# Goswami Sample Exam Practice Problems



## rholland (Aug 17, 2011)

Does anyone know how I can get a copy of Goswami's sample exams for the morning session and the afternoon transportation session?


----------



## ptatohed (Aug 17, 2011)

rholland said:


> Does anyone know how I can get a copy of Goswami's sample exams for the morning session and the afternoon transportation session?



I thought from your thread title you needed help with one of the sample exam questions.  From what I heard, he no longer sells them (before, you would pay via paypal and he'd e-mail you the pdf files) because he is working on an official publication of his sample exams. Perhaps you can contact him to see if he might sell you a pdf copy and, if not, when he expects his sample problems book to be on sale.


----------



## kstatenupe (Aug 26, 2011)

ptatohed said:


> rholland said:
> 
> 
> > Does anyone know how I can get a copy of Goswami's sample exams for the morning session and the afternoon transportation session?
> ...



All his stuff is copyrighted, so I think the only way you can get it is to pay for his course.

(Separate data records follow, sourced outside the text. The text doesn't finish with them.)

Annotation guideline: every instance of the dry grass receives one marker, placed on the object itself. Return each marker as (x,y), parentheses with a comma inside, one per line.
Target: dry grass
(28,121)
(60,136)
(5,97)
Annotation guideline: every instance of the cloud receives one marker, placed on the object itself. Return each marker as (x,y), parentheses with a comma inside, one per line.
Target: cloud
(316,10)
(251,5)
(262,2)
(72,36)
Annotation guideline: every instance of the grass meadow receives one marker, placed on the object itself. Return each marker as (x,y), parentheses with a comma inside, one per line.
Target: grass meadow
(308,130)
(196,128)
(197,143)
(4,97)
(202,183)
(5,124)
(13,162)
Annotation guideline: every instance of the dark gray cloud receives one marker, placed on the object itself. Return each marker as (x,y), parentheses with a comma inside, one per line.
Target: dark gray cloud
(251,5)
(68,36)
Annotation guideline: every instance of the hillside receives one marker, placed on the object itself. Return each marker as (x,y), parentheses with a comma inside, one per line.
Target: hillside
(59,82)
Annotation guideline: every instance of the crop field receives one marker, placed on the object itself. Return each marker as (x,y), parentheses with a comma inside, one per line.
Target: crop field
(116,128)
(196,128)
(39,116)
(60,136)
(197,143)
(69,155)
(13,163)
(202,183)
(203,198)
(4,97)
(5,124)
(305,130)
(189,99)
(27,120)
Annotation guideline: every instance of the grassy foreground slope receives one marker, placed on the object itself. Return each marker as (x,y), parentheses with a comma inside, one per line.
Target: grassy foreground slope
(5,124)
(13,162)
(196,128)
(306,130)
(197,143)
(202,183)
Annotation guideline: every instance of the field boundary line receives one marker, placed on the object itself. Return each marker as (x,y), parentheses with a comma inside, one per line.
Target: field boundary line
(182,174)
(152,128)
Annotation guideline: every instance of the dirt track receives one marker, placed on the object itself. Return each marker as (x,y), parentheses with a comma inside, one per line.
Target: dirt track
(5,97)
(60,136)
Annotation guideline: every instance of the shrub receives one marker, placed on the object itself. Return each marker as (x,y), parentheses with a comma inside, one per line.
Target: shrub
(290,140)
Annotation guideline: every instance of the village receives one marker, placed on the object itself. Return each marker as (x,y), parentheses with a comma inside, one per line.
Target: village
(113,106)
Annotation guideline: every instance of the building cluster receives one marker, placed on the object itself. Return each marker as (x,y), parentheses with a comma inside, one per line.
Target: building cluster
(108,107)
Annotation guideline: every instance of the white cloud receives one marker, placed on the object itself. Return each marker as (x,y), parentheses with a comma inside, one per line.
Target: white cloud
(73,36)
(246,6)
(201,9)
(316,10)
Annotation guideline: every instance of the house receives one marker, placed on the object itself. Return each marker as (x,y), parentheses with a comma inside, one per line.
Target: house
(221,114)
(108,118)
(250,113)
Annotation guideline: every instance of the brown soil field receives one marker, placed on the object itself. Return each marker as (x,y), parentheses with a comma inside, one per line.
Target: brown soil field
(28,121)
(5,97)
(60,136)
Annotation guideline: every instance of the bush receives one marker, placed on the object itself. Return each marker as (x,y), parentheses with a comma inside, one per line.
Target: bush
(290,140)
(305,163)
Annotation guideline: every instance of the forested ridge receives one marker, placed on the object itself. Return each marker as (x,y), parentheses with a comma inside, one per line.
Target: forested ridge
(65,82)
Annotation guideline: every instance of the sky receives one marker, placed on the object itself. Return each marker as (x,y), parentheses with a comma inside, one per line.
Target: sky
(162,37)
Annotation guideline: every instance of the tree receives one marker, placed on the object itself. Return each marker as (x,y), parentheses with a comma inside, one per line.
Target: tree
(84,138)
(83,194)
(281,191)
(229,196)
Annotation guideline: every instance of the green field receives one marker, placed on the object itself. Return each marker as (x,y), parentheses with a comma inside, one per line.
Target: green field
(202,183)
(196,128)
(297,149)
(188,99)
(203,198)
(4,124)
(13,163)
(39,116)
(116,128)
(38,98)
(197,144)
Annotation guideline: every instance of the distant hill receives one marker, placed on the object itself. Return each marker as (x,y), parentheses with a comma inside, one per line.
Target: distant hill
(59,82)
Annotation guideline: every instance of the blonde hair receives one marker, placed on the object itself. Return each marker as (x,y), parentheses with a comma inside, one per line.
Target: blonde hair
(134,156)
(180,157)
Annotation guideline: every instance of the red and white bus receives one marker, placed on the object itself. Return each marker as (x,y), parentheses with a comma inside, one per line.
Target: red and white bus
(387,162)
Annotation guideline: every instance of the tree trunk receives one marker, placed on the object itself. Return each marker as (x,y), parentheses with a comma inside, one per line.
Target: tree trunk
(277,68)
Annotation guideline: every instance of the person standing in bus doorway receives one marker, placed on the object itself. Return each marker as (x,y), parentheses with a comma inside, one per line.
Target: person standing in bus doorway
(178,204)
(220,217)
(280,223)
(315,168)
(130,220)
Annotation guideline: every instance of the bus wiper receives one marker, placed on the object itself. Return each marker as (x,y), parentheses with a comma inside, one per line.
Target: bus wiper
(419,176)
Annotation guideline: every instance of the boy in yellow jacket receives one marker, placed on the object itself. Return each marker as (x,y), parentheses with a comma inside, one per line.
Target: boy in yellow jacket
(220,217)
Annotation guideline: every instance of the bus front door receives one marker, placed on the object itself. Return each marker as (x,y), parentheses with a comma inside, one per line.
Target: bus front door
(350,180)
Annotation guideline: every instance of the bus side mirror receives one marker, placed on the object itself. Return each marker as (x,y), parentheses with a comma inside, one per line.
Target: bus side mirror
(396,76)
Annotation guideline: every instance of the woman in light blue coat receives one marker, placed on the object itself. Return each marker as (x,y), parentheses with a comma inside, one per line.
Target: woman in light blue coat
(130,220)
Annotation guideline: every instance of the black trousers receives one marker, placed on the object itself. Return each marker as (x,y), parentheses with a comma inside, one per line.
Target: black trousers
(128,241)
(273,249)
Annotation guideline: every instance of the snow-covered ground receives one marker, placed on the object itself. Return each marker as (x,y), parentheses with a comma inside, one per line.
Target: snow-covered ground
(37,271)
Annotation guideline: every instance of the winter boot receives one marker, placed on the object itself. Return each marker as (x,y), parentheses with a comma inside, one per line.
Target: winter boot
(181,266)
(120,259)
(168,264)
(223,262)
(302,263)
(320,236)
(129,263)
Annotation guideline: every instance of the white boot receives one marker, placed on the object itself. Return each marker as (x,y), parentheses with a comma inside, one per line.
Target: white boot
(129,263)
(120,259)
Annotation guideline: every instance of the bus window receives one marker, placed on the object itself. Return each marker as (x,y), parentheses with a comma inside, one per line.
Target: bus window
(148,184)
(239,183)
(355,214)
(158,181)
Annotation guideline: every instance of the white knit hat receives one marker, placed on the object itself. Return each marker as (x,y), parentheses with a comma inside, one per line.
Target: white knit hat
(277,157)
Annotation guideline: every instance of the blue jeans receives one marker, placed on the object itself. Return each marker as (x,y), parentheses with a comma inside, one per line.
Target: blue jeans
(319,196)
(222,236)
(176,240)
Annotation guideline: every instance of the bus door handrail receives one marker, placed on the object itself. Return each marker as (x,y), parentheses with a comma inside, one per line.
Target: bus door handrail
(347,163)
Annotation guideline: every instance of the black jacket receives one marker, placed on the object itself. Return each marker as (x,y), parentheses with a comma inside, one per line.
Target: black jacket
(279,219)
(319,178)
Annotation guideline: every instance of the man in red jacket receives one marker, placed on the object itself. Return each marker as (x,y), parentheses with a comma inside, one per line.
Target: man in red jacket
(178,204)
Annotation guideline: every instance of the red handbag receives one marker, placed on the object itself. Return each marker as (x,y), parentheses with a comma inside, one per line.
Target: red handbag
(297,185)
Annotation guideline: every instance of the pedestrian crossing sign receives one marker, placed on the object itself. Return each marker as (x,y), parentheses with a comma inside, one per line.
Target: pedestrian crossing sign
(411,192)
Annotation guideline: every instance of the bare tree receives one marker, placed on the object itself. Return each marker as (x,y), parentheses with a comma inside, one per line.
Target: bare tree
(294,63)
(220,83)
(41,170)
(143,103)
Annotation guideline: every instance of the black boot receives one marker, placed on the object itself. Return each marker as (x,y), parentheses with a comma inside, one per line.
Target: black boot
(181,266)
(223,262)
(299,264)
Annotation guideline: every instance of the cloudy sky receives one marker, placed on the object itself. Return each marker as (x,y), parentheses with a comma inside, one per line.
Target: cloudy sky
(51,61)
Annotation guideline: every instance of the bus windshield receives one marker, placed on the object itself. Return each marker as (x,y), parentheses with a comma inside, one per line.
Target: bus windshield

The book alone is golden imo...


----------



## ptatohed (Aug 27, 2011)

kstatenupe said:


> ptatohed said:
> 
> 
> > rholland said:
> ...


No, like I said in my previous post, he used to sell the sample exams in PDF (sent to you by e-mail, paid for via PayPal). I bought his sample exams without taking the course. But, from what I hear is he is now working on publishing his sample exams so he no longer sells them. His book is good but I don't think it's quite a replacement for CERM.


----------